軽い耐糖能障は多い
軽い糖尿病や境界型糖尿病で薬はまだ飲んでいない人、こんな軽い耐糖能障害(糖の代謝異常)の人は中年以後では非常に多いと考えられます。
その人たちが自分の病気を判断するとき、血糖値とヘモグロビンA1C(HbA1c)をどう見たらよいのか困っている人が多いのではないかと推測します。
今日はそんな人々のためにこの二つの指標について考え方をお話します。
糖尿病の管理指標は「血糖値」が基本
糖尿病は血液中の糖が多すぎるのが病気の本質です。ですから血液中の血糖値を測定してその値を見るのが評価の基本です。

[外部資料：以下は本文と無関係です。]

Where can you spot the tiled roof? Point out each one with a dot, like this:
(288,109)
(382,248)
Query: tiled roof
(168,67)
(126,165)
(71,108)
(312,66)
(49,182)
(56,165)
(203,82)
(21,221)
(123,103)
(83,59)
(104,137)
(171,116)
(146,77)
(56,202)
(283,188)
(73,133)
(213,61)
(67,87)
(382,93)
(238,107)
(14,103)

この血糖値は体の中では分単位で変動していますから食物の何を、いつ、どれくらい食べたかによって大きく変動します。
血糖値を評価するといっても食べた物の摂取条件を詳しく知らないと、値を正しく評価することができません。
そこで面倒ですが、食べ物の条件を一定にした空腹時血糖が血糖管理の目安に採用されました。空腹時とは夕食後から水以外は何も飲み食いせず、翌朝食事前に測った血糖値のことです。
これはこれで一つの重要な意味があります。しかし多忙な患者さんがいつもこの条件で測れるとは限りません。
「隠れ糖尿病」は、空腹時血糖が正常
空腹時血糖がほぼ正常なのに食後の血糖値は急上昇している人が少なくないことが分かっています。このような軽い耐糖能障害でも、食後高血糖によって血管障害が進行し狭心症や心筋梗塞などの心臓の重大な病気になり易いこともわかってきました。

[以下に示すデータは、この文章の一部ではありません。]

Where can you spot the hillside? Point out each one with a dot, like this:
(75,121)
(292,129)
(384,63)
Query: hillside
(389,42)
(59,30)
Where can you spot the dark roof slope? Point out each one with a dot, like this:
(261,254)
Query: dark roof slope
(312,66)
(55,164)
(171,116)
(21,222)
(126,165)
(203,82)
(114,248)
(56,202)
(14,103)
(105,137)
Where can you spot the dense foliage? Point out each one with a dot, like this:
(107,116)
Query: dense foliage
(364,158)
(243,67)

こんなタイプを「隠れ糖尿病」と言っていいかも知れません。こんな人は病院で食後4~5時間の血糖値(空腹時血糖に近い)を何度測っても正常値しか現れず一見して何の問題もないように思われてしまいます。
この段階でも本来なら始めるべき対策はあるのですが、知らずにその機会を逃してしまいます。結果として近い将来の狭心症や心筋梗塞の発症を許してしまうことになります。
「隠れ糖尿病」は食後1~2時間の血糖値で分かる
中程度以上の糖尿病は血糖値やHbA1cの測定ですぐに分かります。そんな人はここでは問題にしません。注目するのは健康管理の自覚を持ち常に自分の健康をしっかり維持し病気発症を未然に防ぎ生涯健康を実現したいと希望している人々です。
このような人々にとって糖尿病予防の重要な点は空腹時血糖は正常でありながら、食後は高血糖の軽い耐糖能障害(隠れ糖尿病)を見逃さないことです。

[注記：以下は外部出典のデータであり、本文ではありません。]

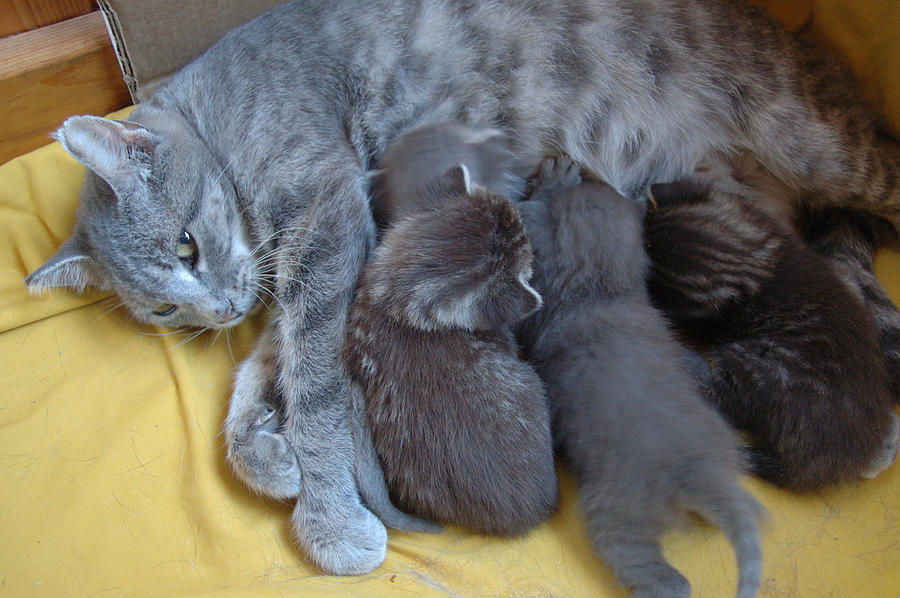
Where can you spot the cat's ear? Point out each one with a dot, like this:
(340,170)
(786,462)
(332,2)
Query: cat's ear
(519,301)
(454,182)
(70,267)
(118,151)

まだ軽いこの時期にあっても適切な糖尿病対策を直ちに始めることです。そのためには少し面倒でも、食後1~2時間を目安にした血糖値を観察していくことです。
HbA1cの役割
HbA1cも糖尿病の管理に欠かすことができない大切な指標です。しかし上述した軽い耐糖能障害なら、私たちの経験では耐糖能障害の重さとHbA1c値との関係が必ずしも比例しないケースが珍しくないことです。
明らかな糖尿病でありながらHbA1cはそう高くない場合、反対にHbA1cが高くて注目したら血糖値や負荷血糖検査ではそれほど悪くないケースなど血糖値との乖離です。
こんなケースが結構ありますので軽い耐糖能障害の患者なら、HbA1cの値だけで糖尿病の程度を判断するのは避けた方が良いと思います。
糖尿病の重さの判断基準は食後血糖値や負荷血糖検査が良いと思います。